MA: Personally I think what had been done in 2011 was the right thing to do. But I wish this engagement had continued to help Libyan people overcome this. Of course, now we’re paying for the legacy of Gaddafi. If you look back at the revolution he led 17 thousand criminals and gave them weapons to go to the streets, most of those people are now militias. No, I still believe that the revolution was the right thing to do because we lived for 40 years under an oppressive regime which didn’t value anything in the Libyan life or the human rights of the Libyans; he destroyed the country, he didn’t build anything with all the vast wealth of the country. I know, the things have been bad over the last five-six years or so. But I’m hoping for the future that we overcome all this as Libyans; we will realise all these plots against us - we will have to overcome that.

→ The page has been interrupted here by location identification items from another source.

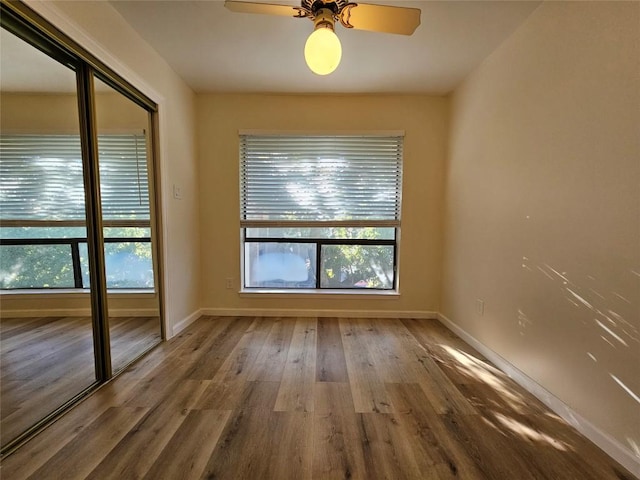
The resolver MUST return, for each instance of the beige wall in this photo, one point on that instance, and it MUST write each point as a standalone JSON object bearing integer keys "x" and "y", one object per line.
{"x": 99, "y": 28}
{"x": 424, "y": 120}
{"x": 543, "y": 208}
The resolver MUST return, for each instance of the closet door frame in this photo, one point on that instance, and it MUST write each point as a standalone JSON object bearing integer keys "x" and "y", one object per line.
{"x": 22, "y": 21}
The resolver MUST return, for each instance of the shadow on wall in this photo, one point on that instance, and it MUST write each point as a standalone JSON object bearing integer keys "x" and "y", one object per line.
{"x": 604, "y": 315}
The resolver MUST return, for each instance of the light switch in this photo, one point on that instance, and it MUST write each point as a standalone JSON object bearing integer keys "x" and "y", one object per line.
{"x": 177, "y": 192}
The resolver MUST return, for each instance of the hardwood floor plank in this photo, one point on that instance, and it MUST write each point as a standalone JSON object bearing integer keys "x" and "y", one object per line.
{"x": 367, "y": 387}
{"x": 242, "y": 357}
{"x": 243, "y": 448}
{"x": 269, "y": 366}
{"x": 151, "y": 435}
{"x": 298, "y": 379}
{"x": 78, "y": 457}
{"x": 429, "y": 435}
{"x": 337, "y": 451}
{"x": 44, "y": 446}
{"x": 214, "y": 353}
{"x": 186, "y": 455}
{"x": 387, "y": 453}
{"x": 331, "y": 365}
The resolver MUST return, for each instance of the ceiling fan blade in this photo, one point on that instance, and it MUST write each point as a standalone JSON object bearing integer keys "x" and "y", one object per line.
{"x": 381, "y": 18}
{"x": 264, "y": 8}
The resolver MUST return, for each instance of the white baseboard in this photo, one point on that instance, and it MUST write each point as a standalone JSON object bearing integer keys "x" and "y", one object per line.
{"x": 184, "y": 323}
{"x": 78, "y": 312}
{"x": 270, "y": 312}
{"x": 616, "y": 450}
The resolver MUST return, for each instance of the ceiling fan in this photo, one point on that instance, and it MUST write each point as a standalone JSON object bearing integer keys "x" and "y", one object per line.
{"x": 323, "y": 51}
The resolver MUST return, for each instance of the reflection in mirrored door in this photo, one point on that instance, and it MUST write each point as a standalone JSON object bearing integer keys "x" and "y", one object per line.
{"x": 126, "y": 189}
{"x": 46, "y": 333}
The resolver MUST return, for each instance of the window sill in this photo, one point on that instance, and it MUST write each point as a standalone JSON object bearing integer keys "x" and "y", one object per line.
{"x": 315, "y": 293}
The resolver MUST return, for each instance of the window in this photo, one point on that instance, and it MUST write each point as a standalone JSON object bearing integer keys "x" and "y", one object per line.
{"x": 320, "y": 212}
{"x": 42, "y": 210}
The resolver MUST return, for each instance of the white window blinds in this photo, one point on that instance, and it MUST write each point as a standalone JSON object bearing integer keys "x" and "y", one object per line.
{"x": 320, "y": 178}
{"x": 41, "y": 177}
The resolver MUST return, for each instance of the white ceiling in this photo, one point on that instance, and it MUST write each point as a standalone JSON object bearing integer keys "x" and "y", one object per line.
{"x": 216, "y": 50}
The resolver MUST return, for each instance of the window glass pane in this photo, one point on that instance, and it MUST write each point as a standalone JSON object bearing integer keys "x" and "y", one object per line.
{"x": 36, "y": 266}
{"x": 357, "y": 266}
{"x": 368, "y": 233}
{"x": 127, "y": 232}
{"x": 128, "y": 265}
{"x": 280, "y": 265}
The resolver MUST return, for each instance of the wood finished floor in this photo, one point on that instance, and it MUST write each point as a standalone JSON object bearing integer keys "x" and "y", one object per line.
{"x": 267, "y": 398}
{"x": 45, "y": 361}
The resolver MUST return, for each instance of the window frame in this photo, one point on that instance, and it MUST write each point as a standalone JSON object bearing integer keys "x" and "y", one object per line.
{"x": 318, "y": 241}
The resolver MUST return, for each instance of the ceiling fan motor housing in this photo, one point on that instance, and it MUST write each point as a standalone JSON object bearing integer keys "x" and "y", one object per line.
{"x": 314, "y": 6}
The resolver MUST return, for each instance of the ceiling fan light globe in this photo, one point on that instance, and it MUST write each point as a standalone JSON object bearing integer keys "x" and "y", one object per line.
{"x": 323, "y": 51}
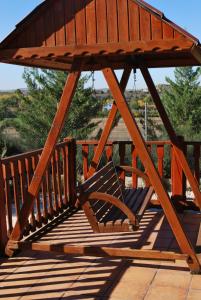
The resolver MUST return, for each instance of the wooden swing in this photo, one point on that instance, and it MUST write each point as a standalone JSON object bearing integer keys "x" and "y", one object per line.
{"x": 89, "y": 36}
{"x": 108, "y": 206}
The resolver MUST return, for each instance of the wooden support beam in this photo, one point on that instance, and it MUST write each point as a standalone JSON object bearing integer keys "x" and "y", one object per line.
{"x": 183, "y": 242}
{"x": 52, "y": 138}
{"x": 177, "y": 148}
{"x": 108, "y": 126}
{"x": 101, "y": 251}
{"x": 3, "y": 225}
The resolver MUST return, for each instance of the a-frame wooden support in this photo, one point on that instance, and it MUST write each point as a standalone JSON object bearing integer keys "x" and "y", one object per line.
{"x": 175, "y": 224}
{"x": 108, "y": 126}
{"x": 51, "y": 141}
{"x": 172, "y": 135}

And clearly I hope that we will realise that this is very important - we cherish freedom and clearly we want a democratic state, not an authoritarian state under the dictatorship.
SS: But if you take today’s results and the situation on the ground today would you call that revolution a success? I understand that the revolution brought down the dictatorship which was not about freedom, transparency, democracy, but you can hardly call what is happening now a democracy either. You yourself were kidnapped by some militia in the broad daylight, it’s not a very democratic thing… In the end, the revolution, some would argue has failed… Do you think it was a success?
MA: I think, it would probably need more time… Clearly, the revolution was a success in the sense that it brought down the regime. But we, Libyan people, so far have failed to move it from that to a real state. Is there a democracy today? No, there’s no real democracy in the ideal sense, there are few elements of it, and unfortunately even these few elements of democracy contributed negatively. I see that one of the major problems we’ve had over the last few years is by those who we elected, they don’t do anything to serve the people of Libya. So I think, it is a struggle that we are going through as Libyans. I know, it’s very painful for all of us, it’s very painful for our people. But there’s a hope that we will overcome all those challenges, especially if the international community helps us.
SS: I was going to say thank you for sharing your thoughts on Libyan reality and the reality on the ground. It was great talking to you, good luck with everything. We were talking to Mustafa Abushagur, the former Deputy Prime Minister of Libya discussing the country’s troubled transition 7 years after the overthrow of Muammar Gaddafi.